By default, neither the web nor socket allows file uploads to the server. Only administrators are permitted to upload files. You can configure the system to allow users to upload files, but you can also specify the maximum file size and types allowed for upload to prevent users from uploading malicious files to attack your server.

Uploaded files are checked for their content to determine the file type, rather than relying solely on file extensions. For example, if a file named hack.exe is renamed with the extension hack.png to upload to the server, it will be blocked if you only allow users to upload image files.

Additionally, EzyPlatform's use of Java ensures that uploaded files are not executed, similar to PHP security measures.

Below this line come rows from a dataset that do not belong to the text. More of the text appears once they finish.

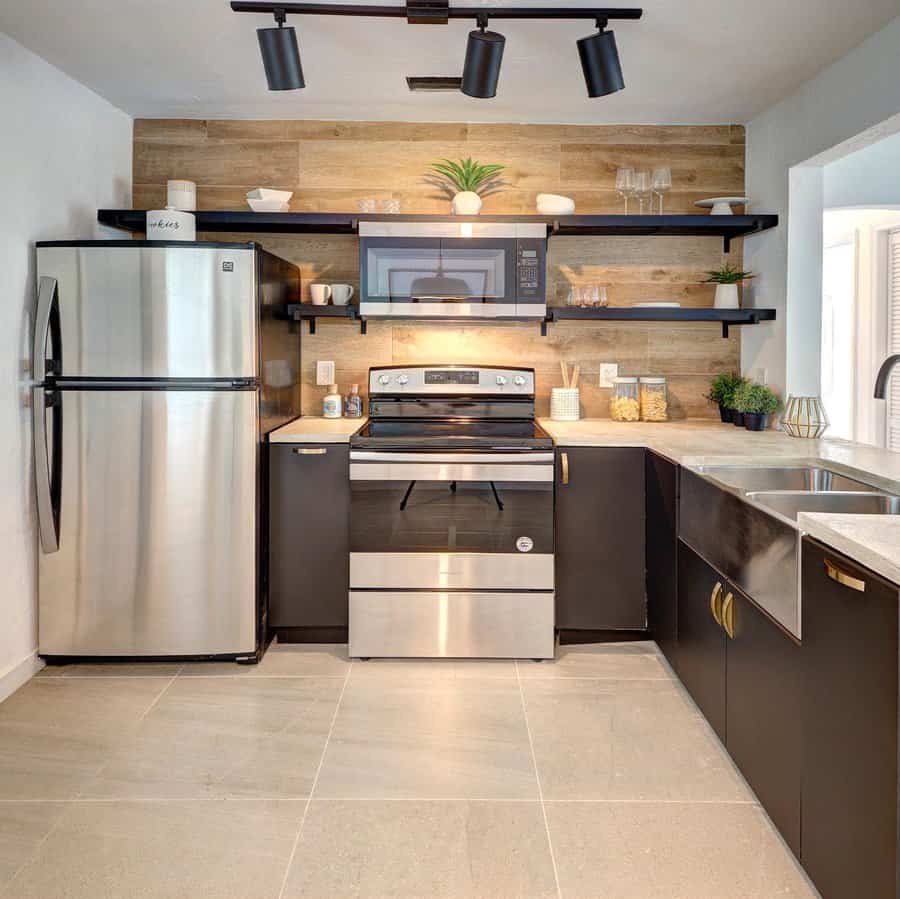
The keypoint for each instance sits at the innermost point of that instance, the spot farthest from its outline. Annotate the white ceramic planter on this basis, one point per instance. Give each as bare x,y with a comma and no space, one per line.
727,297
466,202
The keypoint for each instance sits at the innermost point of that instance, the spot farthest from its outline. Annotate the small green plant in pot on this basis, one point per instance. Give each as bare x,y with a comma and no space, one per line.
722,391
726,280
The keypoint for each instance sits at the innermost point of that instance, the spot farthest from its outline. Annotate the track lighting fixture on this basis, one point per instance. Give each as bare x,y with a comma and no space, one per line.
600,62
281,55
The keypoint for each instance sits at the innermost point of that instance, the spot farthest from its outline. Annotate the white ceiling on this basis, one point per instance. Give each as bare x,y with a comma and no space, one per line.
690,61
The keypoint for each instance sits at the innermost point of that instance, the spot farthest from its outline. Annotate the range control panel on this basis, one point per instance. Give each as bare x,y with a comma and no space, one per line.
451,379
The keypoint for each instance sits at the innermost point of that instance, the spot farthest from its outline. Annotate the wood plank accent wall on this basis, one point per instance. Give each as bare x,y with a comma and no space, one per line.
331,165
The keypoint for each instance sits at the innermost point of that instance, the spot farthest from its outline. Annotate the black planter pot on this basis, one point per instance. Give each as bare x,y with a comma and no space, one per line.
755,421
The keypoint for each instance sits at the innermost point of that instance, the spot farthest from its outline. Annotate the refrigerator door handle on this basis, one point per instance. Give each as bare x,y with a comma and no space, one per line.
48,474
48,295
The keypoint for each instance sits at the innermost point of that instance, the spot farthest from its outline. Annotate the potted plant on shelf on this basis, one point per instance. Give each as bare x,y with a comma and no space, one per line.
757,402
726,280
721,392
471,181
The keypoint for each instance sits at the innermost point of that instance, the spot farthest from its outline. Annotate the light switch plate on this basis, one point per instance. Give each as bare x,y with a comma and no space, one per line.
324,373
608,371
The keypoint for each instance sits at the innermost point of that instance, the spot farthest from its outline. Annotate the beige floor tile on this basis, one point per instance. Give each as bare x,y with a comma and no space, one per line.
224,737
163,850
429,738
634,739
412,850
640,850
55,733
286,660
640,660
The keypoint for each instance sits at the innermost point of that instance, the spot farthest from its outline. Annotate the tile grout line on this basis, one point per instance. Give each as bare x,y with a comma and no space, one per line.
312,789
537,777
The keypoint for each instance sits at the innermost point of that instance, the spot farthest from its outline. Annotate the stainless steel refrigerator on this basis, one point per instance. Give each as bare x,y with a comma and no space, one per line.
158,370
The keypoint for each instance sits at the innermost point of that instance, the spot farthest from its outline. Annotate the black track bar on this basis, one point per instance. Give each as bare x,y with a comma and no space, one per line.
456,12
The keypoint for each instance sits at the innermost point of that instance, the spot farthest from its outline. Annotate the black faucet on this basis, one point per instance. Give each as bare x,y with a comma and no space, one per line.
883,374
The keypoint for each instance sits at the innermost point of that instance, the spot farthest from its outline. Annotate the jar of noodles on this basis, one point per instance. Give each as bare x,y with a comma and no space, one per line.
624,403
654,399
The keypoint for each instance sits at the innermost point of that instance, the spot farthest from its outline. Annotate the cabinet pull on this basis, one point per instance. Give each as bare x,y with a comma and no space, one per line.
846,580
728,615
715,603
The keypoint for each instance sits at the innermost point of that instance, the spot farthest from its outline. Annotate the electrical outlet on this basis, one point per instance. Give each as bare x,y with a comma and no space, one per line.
608,371
324,373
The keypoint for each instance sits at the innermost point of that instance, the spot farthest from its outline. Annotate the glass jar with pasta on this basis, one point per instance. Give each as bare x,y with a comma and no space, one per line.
624,403
654,399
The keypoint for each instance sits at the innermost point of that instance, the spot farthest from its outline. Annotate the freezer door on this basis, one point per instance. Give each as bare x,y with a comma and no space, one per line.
154,312
157,524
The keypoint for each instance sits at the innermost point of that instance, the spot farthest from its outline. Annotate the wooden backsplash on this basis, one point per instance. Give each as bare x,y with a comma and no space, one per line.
331,165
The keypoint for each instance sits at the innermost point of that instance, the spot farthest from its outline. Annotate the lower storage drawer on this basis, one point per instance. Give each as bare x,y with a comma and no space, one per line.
435,624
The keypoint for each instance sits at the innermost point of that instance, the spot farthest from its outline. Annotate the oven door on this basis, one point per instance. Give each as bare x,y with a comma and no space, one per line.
451,521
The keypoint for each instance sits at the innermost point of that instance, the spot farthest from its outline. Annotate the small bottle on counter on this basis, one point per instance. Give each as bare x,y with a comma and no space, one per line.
333,403
353,403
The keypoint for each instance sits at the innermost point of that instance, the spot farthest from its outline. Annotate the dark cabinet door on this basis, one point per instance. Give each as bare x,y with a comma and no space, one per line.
764,711
600,538
662,553
849,651
701,638
309,536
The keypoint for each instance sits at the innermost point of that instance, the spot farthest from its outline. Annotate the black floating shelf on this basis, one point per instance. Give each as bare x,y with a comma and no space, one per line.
728,227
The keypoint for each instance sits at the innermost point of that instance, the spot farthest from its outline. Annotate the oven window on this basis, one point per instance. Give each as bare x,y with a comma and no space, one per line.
448,516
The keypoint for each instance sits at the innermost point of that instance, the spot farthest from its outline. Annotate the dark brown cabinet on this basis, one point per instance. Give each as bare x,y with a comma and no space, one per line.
600,539
309,526
850,667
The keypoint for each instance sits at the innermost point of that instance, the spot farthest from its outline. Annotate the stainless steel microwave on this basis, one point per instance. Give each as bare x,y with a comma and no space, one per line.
453,269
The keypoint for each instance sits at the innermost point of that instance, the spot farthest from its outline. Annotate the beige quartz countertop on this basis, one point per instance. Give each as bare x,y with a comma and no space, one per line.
315,429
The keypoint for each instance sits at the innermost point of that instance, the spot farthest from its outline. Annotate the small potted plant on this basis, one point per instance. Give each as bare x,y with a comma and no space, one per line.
470,180
757,402
726,280
721,392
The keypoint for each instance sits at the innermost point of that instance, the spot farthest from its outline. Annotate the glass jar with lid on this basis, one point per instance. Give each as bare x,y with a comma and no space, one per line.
654,399
624,403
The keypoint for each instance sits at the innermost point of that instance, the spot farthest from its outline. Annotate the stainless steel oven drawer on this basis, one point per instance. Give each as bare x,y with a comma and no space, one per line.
433,624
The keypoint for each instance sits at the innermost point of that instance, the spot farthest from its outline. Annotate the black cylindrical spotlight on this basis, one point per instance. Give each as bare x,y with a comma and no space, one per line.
481,71
281,56
600,63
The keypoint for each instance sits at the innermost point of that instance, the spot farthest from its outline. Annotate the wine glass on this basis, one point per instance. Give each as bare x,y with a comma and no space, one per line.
625,184
642,189
661,182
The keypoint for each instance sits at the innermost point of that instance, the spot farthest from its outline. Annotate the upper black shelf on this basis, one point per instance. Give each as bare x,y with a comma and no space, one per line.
728,227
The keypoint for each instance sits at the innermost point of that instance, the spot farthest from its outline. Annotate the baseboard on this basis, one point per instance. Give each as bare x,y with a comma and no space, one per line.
13,677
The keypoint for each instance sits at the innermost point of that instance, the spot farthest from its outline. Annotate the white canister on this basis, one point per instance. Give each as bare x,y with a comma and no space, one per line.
171,224
181,195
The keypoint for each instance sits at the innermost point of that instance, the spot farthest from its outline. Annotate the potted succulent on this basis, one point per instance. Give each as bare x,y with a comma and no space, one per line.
721,392
470,180
726,280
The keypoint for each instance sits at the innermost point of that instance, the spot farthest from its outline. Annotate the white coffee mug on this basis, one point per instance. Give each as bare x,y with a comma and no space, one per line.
341,294
320,294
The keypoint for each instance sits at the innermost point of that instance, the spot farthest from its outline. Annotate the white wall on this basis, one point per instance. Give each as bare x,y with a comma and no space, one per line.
858,92
64,152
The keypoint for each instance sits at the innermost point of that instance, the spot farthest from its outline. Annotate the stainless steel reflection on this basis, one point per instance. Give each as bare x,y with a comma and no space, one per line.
434,624
155,311
164,563
451,571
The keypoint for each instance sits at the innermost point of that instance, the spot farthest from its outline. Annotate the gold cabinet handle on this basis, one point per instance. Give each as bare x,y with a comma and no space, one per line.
846,580
715,603
728,615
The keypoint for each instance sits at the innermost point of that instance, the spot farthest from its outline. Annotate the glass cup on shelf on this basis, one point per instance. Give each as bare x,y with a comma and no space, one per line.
661,182
625,184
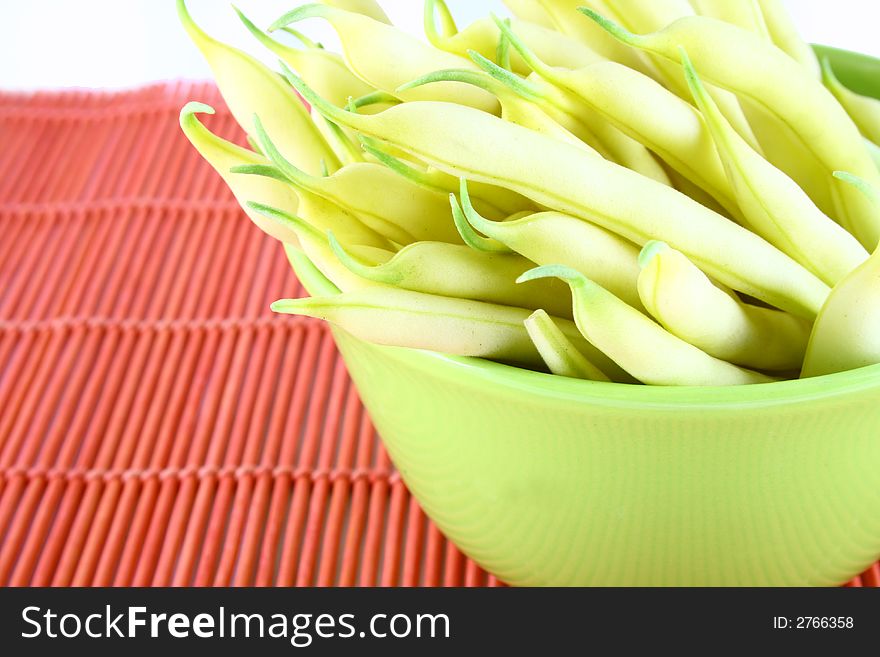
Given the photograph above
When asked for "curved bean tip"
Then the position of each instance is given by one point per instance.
(828, 74)
(614, 29)
(567, 274)
(650, 250)
(300, 13)
(264, 170)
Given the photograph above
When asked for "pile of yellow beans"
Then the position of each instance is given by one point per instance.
(667, 192)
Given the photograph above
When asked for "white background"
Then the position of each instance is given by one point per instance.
(120, 43)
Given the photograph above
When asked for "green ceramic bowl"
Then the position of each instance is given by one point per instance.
(551, 481)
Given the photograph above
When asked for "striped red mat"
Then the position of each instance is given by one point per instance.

Allowing Security-Enhancing Plugins

EzyPlatform predominantly utilizes technologies within the Young Monkeys framework ecosystem, allowing developers to deeply intervene in the request-receiving, processing, and sending process. They can implement ideas for checking user-sent data, blocking IPs with excessive requests, or only permitting certain IPs to access specific paths. One such plugin we've created is EzyDefence.

Thoroughly Reviewing Plugins Before Marketplace Submission

All plugins undergo meticulous scrutiny before being submitted to the marketplace. This ensures that developers do not overlook essential data checks and prevents malicious behaviors toward users.

Java provides sufficient tools to decompile source code, allowing you to trust that we can execute this process diligently.